Amazon SageMaker
Developer Guide

Image Classification Algorithm

The Amazon SageMaker image classification algorithm is a supervised learning algorithm that takes an image as input and classifies it into one of multiple output categories. It uses a convolutional neural network (ResNet) that can be trained from scratch, or trained using transfer learning when a large number of training images are not available.

The recommended input format for the Amazon SageMaker image classification algorithms is Apache MXNet RecordIO. However, you can also use raw images in .jpg or .png format.


To maintain better interoperability with existing deep learning frameworks, this differs from the protobuf data formats commonly used by other Amazon SageMaker algorithms.

For more information on convolutional networks, see:

Input/Output Interface

The Amazon SageMaker Image Classification algorithm supports both RecordIO (application/x-recordio) and image (application/x-image) content types for training. The algorithm supports only application/x-image for inference.

Training with RecordIO Format

If you use the RecordIO format for training, specify both train and validation channels as values for the InputDataConfig parameter of the CreateTrainingJob request. Specify one RecordIO (.rec) file in the train channel and one RecordIO file in the validation channel. Set the content type for both channels to application/x-recordio.

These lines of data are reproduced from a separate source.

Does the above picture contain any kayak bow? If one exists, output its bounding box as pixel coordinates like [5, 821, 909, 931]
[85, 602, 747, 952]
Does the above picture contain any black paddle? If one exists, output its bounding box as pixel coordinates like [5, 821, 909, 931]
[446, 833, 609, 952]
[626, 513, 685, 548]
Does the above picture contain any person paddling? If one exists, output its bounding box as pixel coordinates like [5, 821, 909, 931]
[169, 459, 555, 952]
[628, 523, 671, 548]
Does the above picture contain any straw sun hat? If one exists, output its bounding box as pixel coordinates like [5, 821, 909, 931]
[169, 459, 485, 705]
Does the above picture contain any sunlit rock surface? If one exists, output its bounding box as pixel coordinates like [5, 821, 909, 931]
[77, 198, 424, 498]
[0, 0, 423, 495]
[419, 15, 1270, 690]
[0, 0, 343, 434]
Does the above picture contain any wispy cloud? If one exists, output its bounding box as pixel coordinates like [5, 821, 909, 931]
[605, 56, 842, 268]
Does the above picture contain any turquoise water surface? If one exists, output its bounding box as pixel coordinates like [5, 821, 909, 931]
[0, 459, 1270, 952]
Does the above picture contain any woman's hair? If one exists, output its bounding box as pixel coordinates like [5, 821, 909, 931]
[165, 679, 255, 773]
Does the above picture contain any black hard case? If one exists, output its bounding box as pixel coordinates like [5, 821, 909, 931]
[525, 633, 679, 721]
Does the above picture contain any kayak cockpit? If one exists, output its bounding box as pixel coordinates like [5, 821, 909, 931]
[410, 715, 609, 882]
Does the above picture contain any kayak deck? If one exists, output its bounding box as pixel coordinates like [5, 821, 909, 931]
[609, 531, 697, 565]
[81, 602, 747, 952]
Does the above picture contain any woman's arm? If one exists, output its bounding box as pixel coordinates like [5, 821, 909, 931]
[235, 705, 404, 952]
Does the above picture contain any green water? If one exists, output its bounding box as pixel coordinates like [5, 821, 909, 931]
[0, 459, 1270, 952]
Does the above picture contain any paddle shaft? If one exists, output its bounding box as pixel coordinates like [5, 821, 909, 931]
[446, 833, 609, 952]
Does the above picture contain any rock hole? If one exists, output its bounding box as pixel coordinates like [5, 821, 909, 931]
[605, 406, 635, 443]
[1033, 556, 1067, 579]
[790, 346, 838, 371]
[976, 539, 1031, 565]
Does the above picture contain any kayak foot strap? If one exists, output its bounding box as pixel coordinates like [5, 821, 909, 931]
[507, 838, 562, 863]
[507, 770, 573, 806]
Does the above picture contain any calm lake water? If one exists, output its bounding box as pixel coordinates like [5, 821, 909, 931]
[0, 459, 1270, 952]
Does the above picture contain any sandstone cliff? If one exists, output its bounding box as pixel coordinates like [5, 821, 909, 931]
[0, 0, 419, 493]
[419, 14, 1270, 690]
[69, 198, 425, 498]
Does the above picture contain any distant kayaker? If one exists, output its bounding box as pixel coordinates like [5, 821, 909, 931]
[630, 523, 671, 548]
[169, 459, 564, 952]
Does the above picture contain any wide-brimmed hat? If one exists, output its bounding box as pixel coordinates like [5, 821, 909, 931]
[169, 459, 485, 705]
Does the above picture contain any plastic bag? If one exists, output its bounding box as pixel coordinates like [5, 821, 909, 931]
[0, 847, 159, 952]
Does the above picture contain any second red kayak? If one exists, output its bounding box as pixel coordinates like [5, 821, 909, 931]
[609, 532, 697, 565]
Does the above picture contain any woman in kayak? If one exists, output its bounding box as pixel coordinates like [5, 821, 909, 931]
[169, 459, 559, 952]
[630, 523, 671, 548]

Training with Image Format

If you use the Image format for training, specify train, validation, train_lst, and validation_lst channels as values for the InputDataConfig parameter of the CreateTrainingJob request. Specify the individual image data (.jpg or .png files) for the train and validation channels. Specify one .lst file in each of the train_lst and validation_lst channels. Set the content type for all four channels to application/x-image.

A .lst file is a tab-separated file with three columns that contains a list of image files. The first column specifies the image index, the second column specifies the class label index for the image, and the third column specifies the relative path of the image file. The image index in the first column must be unique across all of the images. The set of class label indices are numbered successively and the numbering should start with 0. For example, 0 for the cat class, 1 for the dog class, and so on for additional classes.

The following is an example of a .lst file:

5 1 your_image_directory/train_img_dog1.jpg 1000 0 your_image_directory/train_img_cat1.jpg 22 1 your_image_directory/train_img_dog2.jpg

For example, if your training images are stored in s3://<your_bucket>/train/class_dog, s3://<your_bucket>/train/class_cat, and so on, specify the path for your train channel as s3://<your_bucket>/train, which is the top-level directory for your data. In the .lst file, specify the relative path for an individual file named train_image_dog1.jpg in the class_dog class directory as class_dog/train_image_dog1.jpg. You can also store all your image files under one subdirectory inside the train directory. In that case, use that subdirectory for the relative path. For example, s3://<your_bucket>/train/your_image_directory.

Inference with Image Format

The generated models can be hosted for inference and support encoded .jpg and .png image formats as application/x-image content-type. The output is the probability values for all classes encoded in JSON format, or in JSON Lines format for batch transform. The following is an example of a response in JSON lines format:

accept: application/jsonlines {"prediction": [prob_00, prob_01, prob_02, prob_03, ...]} {"prediction": [prob_10, prob_11, prob_12, prob_13, ...]}

For more details on training and inference, see the image classification sample notebook instances.

EC2 Instance Recommendation

For image classification, we support the following GPU instances for training: ml.p2.xlarge, ml.p2.8xlarge, ml.p2.16xlarge, ml.p3.2xlarge, ml.p3.8xlargeand ml.p3.16xlarge. We recommend using GPU instances with more memory for training with large batch sizes. However, both CPU (such as C4) and GPU (such as P2 and P3) instances can be used for the inference. You can also run the algorithm on multi-GPU and multi-machine settings for distributed training.

Both P2 and P3 instances are supported in the image classification algorithm.